In any event, the Court is satisfied that the majority of the Supreme Court judges did deal with the substance of the first applicant’s claim. With the exception of Baroness Hale and Lord Kerr, they concluded that she had failed to show that developments since Pretty meant that the ban could no longer be considered a proportionate interference with Article 8 rights (see Lord Neuberger at paragraph 38 above; Lord Mance at paragraph 40 above; Lord Wilson at paragraph 43 above; and Lord Reed at paragraph 52 above) (Nicklinson y Lamb c. Reino Unido, 2002, párr. 85).

29 Como lo ha señalado la Corte Suprema de Canadá para el caso Carter c. Canadá (2015, fundamento 86):

Applying this approach, we conclude that the prohibition on assisted dying is overbroad. The object of the law as discussed, is to protect vulnerable persons from being induced to commit suicide at a moment of weakness.
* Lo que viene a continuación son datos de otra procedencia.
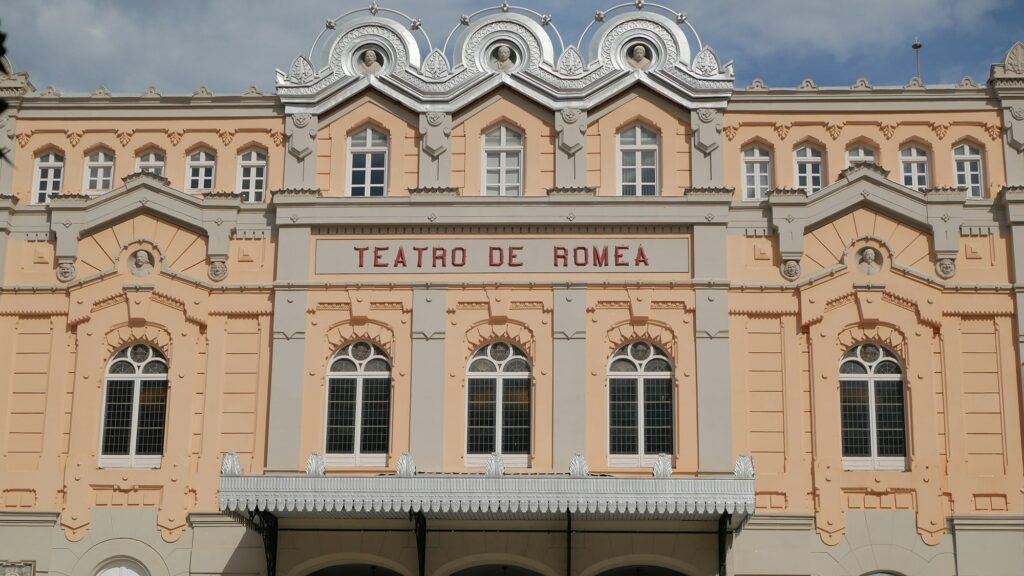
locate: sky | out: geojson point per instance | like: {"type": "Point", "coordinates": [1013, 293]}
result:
{"type": "Point", "coordinates": [227, 45]}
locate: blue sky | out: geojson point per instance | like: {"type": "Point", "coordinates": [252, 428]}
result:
{"type": "Point", "coordinates": [127, 45]}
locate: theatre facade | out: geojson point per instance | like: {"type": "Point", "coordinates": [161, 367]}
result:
{"type": "Point", "coordinates": [504, 301]}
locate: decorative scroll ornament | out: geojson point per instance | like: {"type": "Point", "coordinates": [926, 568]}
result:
{"type": "Point", "coordinates": [406, 466]}
{"type": "Point", "coordinates": [435, 67]}
{"type": "Point", "coordinates": [300, 72]}
{"type": "Point", "coordinates": [569, 63]}
{"type": "Point", "coordinates": [790, 270]}
{"type": "Point", "coordinates": [229, 465]}
{"type": "Point", "coordinates": [495, 466]}
{"type": "Point", "coordinates": [706, 64]}
{"type": "Point", "coordinates": [315, 464]}
{"type": "Point", "coordinates": [945, 268]}
{"type": "Point", "coordinates": [744, 467]}
{"type": "Point", "coordinates": [579, 466]}
{"type": "Point", "coordinates": [663, 466]}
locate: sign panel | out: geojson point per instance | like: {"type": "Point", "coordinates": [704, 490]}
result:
{"type": "Point", "coordinates": [527, 255]}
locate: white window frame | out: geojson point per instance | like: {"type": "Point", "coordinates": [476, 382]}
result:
{"type": "Point", "coordinates": [132, 460]}
{"type": "Point", "coordinates": [860, 157]}
{"type": "Point", "coordinates": [252, 195]}
{"type": "Point", "coordinates": [972, 153]}
{"type": "Point", "coordinates": [504, 151]}
{"type": "Point", "coordinates": [144, 164]}
{"type": "Point", "coordinates": [209, 160]}
{"type": "Point", "coordinates": [637, 151]}
{"type": "Point", "coordinates": [920, 158]}
{"type": "Point", "coordinates": [759, 164]}
{"type": "Point", "coordinates": [876, 462]}
{"type": "Point", "coordinates": [803, 168]}
{"type": "Point", "coordinates": [357, 458]}
{"type": "Point", "coordinates": [511, 460]}
{"type": "Point", "coordinates": [641, 458]}
{"type": "Point", "coordinates": [368, 151]}
{"type": "Point", "coordinates": [93, 171]}
{"type": "Point", "coordinates": [43, 162]}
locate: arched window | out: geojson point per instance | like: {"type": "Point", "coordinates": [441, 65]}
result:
{"type": "Point", "coordinates": [873, 416]}
{"type": "Point", "coordinates": [134, 409]}
{"type": "Point", "coordinates": [640, 407]}
{"type": "Point", "coordinates": [151, 161]}
{"type": "Point", "coordinates": [968, 169]}
{"type": "Point", "coordinates": [503, 158]}
{"type": "Point", "coordinates": [200, 170]}
{"type": "Point", "coordinates": [757, 172]}
{"type": "Point", "coordinates": [809, 168]}
{"type": "Point", "coordinates": [98, 171]}
{"type": "Point", "coordinates": [368, 155]}
{"type": "Point", "coordinates": [49, 176]}
{"type": "Point", "coordinates": [252, 175]}
{"type": "Point", "coordinates": [859, 154]}
{"type": "Point", "coordinates": [358, 406]}
{"type": "Point", "coordinates": [913, 167]}
{"type": "Point", "coordinates": [638, 161]}
{"type": "Point", "coordinates": [498, 415]}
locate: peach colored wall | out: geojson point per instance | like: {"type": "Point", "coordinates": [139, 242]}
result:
{"type": "Point", "coordinates": [834, 133]}
{"type": "Point", "coordinates": [640, 108]}
{"type": "Point", "coordinates": [332, 149]}
{"type": "Point", "coordinates": [175, 137]}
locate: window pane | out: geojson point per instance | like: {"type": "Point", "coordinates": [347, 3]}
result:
{"type": "Point", "coordinates": [623, 416]}
{"type": "Point", "coordinates": [481, 416]}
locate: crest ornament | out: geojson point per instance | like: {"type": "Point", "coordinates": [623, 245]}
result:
{"type": "Point", "coordinates": [663, 466]}
{"type": "Point", "coordinates": [579, 466]}
{"type": "Point", "coordinates": [315, 464]}
{"type": "Point", "coordinates": [744, 467]}
{"type": "Point", "coordinates": [406, 466]}
{"type": "Point", "coordinates": [229, 465]}
{"type": "Point", "coordinates": [495, 467]}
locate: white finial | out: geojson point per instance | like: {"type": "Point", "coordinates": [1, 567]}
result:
{"type": "Point", "coordinates": [406, 465]}
{"type": "Point", "coordinates": [229, 465]}
{"type": "Point", "coordinates": [579, 466]}
{"type": "Point", "coordinates": [315, 464]}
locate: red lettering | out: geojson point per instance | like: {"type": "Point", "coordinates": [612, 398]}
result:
{"type": "Point", "coordinates": [458, 257]}
{"type": "Point", "coordinates": [514, 255]}
{"type": "Point", "coordinates": [361, 250]}
{"type": "Point", "coordinates": [379, 255]}
{"type": "Point", "coordinates": [561, 254]}
{"type": "Point", "coordinates": [580, 255]}
{"type": "Point", "coordinates": [641, 257]}
{"type": "Point", "coordinates": [621, 256]}
{"type": "Point", "coordinates": [419, 254]}
{"type": "Point", "coordinates": [496, 256]}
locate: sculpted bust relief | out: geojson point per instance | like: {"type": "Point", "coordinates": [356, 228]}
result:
{"type": "Point", "coordinates": [140, 263]}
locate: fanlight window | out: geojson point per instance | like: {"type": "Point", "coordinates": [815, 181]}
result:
{"type": "Point", "coordinates": [252, 175]}
{"type": "Point", "coordinates": [358, 406]}
{"type": "Point", "coordinates": [503, 155]}
{"type": "Point", "coordinates": [99, 171]}
{"type": "Point", "coordinates": [134, 409]}
{"type": "Point", "coordinates": [873, 415]}
{"type": "Point", "coordinates": [49, 176]}
{"type": "Point", "coordinates": [638, 161]}
{"type": "Point", "coordinates": [368, 152]}
{"type": "Point", "coordinates": [498, 416]}
{"type": "Point", "coordinates": [640, 405]}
Canada conceded at trial that the law catches people outside this class: “It is recognized that not every person who wishes to commit suicide is vulnerable, and that there may be people with disabilities who have a considered, rational and persistent wish to end their own lives” (trial reasons, at para. 1136). The trial judge accepted that Ms. Taylor was such a person — competent, fully informed, and free from coercion or duress (para. 16).

30 Si bien es cierto, un fallo de 2015 en Argentina (D.M.A. S/declaración de incapacidad) reconoció el derecho a la muerte digna, esta es entendida en otros términos por el tribunal, circunscribiéndolo al derecho de toda persona de no prolongar artificialmente la vida. Es decir, refiere, más bien, al supuesto de limitación del esfuerzo terapéutico.